The name itself is not the issue; I was using it to get people's minds off it doing a "BOOST" job in this category where it is used as a backup system for the failures you describe.
What the OP and several others were taking about was a boost pump to boost pressure.
Rotax and Jabiru engines have been developed for the upper end of the RA class doing much the same job as the entry level GA.
However what to OP is talking about is boosting pressure and reading a flow gauge and drawing conclusions.
Brendan has just given a good example with his XAir or what can be fitted to RA airctaft, where the basic engine had a hand operation redundancy pump, and it's been fitted with an electric pump. These pumps are supposed to fill the supply line then stop when the basic conventional carb float valve closes. In this class of aircraft, which can have all sorts of engines including Harley Davidsons, and with conventional car carburettors with a float bowl and float valve, it can be a a long process to adjust the shut-off leverage to get that valve closed against the pressure of the electric fuel pump. Thats a PRESSURE problem.

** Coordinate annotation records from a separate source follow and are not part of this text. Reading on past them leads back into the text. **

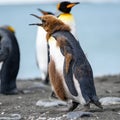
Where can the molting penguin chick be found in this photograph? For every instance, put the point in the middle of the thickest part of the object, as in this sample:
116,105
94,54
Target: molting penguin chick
10,58
75,80
42,51
65,15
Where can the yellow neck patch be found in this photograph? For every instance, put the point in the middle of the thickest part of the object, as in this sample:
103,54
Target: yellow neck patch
66,16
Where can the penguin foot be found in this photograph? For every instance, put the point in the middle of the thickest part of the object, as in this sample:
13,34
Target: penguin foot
53,95
73,106
70,108
86,108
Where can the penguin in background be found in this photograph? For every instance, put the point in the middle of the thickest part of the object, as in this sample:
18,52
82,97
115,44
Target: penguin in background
10,59
42,51
75,81
65,8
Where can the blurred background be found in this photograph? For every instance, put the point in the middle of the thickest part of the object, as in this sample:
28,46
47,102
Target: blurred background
97,24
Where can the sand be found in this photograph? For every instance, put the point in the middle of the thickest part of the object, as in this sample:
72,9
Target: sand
23,106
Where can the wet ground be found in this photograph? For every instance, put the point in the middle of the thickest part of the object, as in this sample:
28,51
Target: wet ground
23,106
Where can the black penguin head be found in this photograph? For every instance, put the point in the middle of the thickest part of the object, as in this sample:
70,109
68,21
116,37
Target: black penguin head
9,28
66,6
45,12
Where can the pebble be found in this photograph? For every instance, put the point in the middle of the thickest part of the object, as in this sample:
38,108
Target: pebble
11,117
50,103
78,114
110,100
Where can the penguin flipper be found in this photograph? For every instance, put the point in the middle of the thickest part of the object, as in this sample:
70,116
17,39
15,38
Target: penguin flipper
83,73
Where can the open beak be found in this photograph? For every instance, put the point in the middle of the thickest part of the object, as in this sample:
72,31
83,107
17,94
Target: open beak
72,4
38,24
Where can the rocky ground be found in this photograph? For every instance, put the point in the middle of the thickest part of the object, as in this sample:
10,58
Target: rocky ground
23,106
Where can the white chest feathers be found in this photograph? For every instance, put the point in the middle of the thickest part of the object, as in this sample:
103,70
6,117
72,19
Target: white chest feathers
42,52
56,54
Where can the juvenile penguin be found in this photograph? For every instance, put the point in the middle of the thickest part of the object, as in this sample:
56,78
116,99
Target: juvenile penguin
10,58
65,8
42,51
74,81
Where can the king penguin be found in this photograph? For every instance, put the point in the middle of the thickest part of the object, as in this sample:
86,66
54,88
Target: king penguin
42,51
65,15
75,80
10,59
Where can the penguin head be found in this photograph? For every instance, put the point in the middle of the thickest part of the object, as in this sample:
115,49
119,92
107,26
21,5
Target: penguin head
9,28
45,12
66,6
51,24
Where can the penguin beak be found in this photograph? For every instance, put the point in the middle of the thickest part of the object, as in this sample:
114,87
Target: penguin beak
38,24
72,4
42,11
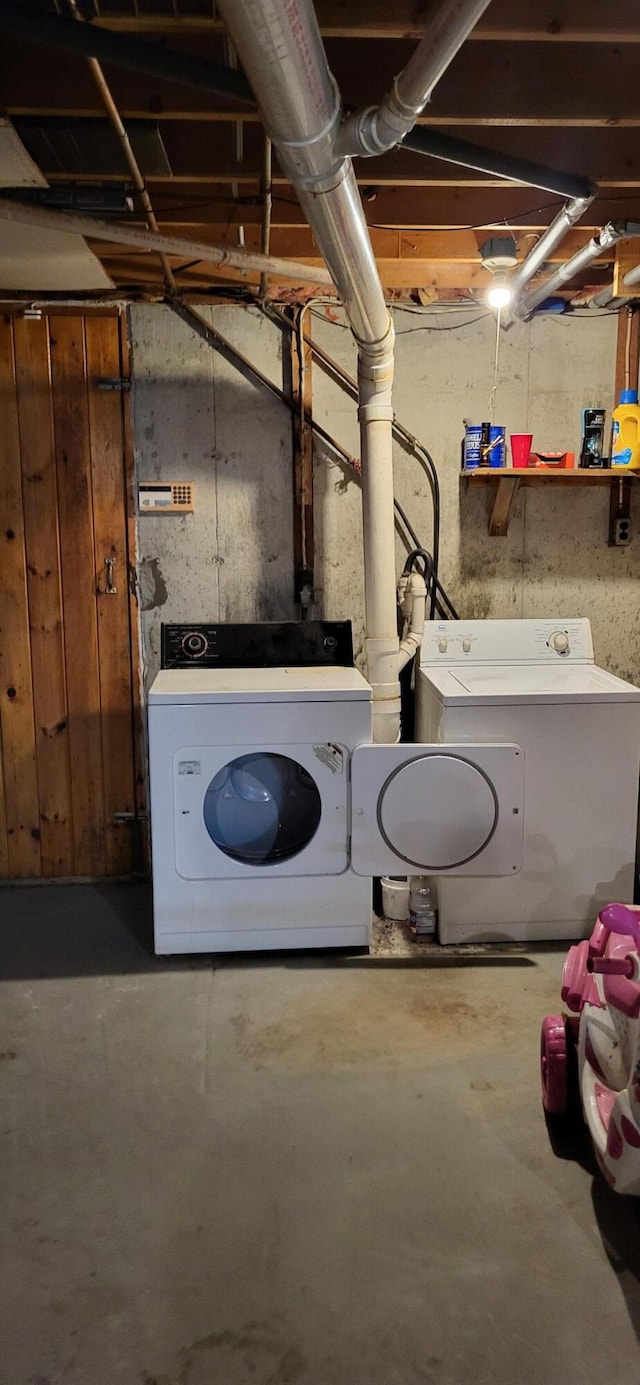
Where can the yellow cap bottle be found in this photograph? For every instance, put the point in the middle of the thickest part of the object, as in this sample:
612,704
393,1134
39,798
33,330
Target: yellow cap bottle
625,450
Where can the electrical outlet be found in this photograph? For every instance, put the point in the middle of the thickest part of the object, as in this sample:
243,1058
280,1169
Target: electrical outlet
622,531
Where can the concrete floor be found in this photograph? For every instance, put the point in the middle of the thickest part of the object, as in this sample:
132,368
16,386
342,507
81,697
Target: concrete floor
290,1169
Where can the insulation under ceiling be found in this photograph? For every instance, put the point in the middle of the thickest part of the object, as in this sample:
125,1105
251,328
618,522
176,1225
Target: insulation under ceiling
42,261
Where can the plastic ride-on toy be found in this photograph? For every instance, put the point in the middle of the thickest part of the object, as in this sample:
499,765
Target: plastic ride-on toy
593,1054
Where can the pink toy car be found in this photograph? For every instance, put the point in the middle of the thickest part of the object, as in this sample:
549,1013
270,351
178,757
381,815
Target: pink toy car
601,988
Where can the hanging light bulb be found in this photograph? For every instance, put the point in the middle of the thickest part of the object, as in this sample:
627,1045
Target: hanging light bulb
499,294
498,255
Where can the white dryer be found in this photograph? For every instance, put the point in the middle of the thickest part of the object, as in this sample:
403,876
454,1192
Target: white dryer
270,809
536,683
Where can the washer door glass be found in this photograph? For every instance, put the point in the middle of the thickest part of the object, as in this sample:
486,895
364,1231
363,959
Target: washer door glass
262,808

In terms of saving money by not using too much "boost" FLOW in the cruise on the above system at cruise is controlled by the main jet(s). You don't flirt with reducing jet size because you're only a whisker away from combustion chamber failure of valve heads, broken pistons and seizures, so no savings here. What's more likely is Brendan's experience, the electric pump hasn't cut out and is pumping fuel out of the Carb overflow, hopefully into an open-bottom engine compartment. When you turn the pump off the fuel "burn" per hour get's better.
Since, if you know fuel burn at cruise for your engine at a decimal point per hour (not per Nm), you will immediately diagnose a fuel puymp cut off problem. If you have been practising the basics of electric pump control you probably won't know there's a problem unless you have a closed engine compartment and there is wet fuel or stain at the bottom.